La nuova stella L’Italia, in quegli anni, respira il tennis. Ci sono idoli che fanno battere il cuore. C’è Bertolucci, Panatta. «Io avevo Martina Navratilova. È stata di grande ispirazione, avevamo un gioco simile, anche io prediligevo il serve and volley. Una volta, prima che si ritirasse, l’ho incontrata in singolo in un torneo. Ho perso, ma poi è successa una cosa incredibile: mi chiama, mi fa i complimenti e mi chiede di allenarci insieme, per prepararsi alle partite successive». Linda Ferrando per quei tempi ha un gioco moderno: ha un buon servizio, che segue a rete con fiducia. Oppure conquista metri di campo con una smorzata lenta, di quelle che non arrivano mai. E poi è chirurgica nelle volee. Ma soprattutto non molla un punto. È tenace, ha carattere, è un’avversaria fastidiosa. Pian piano passa i turni e scala il ranking mondiale. Ed è così che quel giorno, nel 1990, incrocia Monica Seles nel centrale degli Us Open. «È vero, lei disse di non ricordarsi di me, ma in verità ci conoscevamo. Una volta avevamo scambiato insieme, e lì mi ero accorta che non era imbattibile. Certo, aveva un anticipo pazzesco, precursore del gioco contemporaneo. Ma soffriva il mio approccio a rete, le palle alte e arrotate sul rovescio, e soprattutto i cambi di ritmo».
Us Open 1990 Il campo centrale degli Us Open ha migliaia di posti, tutti occupati.
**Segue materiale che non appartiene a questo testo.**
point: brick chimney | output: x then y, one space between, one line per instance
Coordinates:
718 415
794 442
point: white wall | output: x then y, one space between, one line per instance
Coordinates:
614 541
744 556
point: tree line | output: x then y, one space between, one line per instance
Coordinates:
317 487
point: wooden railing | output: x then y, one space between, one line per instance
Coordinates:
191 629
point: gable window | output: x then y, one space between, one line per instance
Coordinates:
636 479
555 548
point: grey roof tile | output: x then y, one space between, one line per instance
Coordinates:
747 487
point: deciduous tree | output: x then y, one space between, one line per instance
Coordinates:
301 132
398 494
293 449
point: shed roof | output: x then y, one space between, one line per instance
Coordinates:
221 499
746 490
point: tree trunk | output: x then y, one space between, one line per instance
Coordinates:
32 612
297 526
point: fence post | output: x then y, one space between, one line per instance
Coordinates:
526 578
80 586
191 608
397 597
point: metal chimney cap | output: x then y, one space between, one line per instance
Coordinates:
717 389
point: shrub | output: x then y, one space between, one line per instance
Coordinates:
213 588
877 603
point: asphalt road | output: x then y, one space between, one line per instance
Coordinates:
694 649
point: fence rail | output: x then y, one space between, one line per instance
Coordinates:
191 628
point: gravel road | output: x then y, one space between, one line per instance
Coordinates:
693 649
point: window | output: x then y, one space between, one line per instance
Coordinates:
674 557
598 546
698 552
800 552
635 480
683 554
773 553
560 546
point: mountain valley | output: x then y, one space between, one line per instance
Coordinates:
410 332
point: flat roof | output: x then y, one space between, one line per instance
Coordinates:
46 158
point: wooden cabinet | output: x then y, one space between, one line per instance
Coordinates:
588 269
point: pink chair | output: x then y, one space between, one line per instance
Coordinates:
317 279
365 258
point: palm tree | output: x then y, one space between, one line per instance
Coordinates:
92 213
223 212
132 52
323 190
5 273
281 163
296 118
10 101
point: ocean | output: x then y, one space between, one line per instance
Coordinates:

Se si aggiungono decine di telecamere e i televisori di mezzo mondo sintonizzati sull’evento, gli occhi puntati sono milioni. «Sentivo la pressione, sapevo che tutti mi avrebbero guardato anche da casa, avevo paura di fare brutta figura. E quel campo era immenso, dietro le linee di fondo c’erano praterie. Non avevo punti di riferimento». Così il primo set fila via come da copione, 6-1, con la Seles che bombarda da fondo e la prende a pallate. Ma poi, nel secondo accade il miracolo. La bimba ricciolina fa qualche errore, perde sicurezza, e Linda prende in mano il gioco. Le restituisce il favore: 6-1. Il centrale è annichilito. Il terzo e decisivo set è in perfetto equilibrio. Le telecamere inquadrano Linda Ferrando prima di un servizio. Ha la palla in mano, ha chiuso gli occhi, ed è come si auscultasse. Sente il cuore battere, la biella del suo motore pompare grinta, la lancetta della fiducia si alza. «Ce la puoi fare, Linda», si ripete. «La puoi battere». Una genovese-sassarese a far la voce grossa negli Usa, come una fetta di fainè a dettare legge nella patria degli hot-dog. Sognare non è più vietato. Sono 5-4 per la Seles, cambio di campo. La giornalista della Tv Usa allunga il microfono alla mamma di Linda, terza fila sugli spalti. Ha un cappellino rosso con visiera, grande come un abuso edilizio. Mastica chewingum e parla della partita come fosse una pratica delle poste, manca solo il timbro per sbrigarla: «Ho visto mia figlia giocare meglio. Peccato per quella palla break, poteva chiudere la partita». Arriva il primo match point, la Seles lo annulla. Arriva il secondo. Questa volta è Linda a fallirlo in maniera sanguinosa. Si mette le mani in testa. Ma poi al tie-break arriva il terzo match point: Linda attacca con un back profondo e il rovescio della Seles si schianta sul nastro. Il centrale si alza in piedi. Per l’italiana è una standing ovation.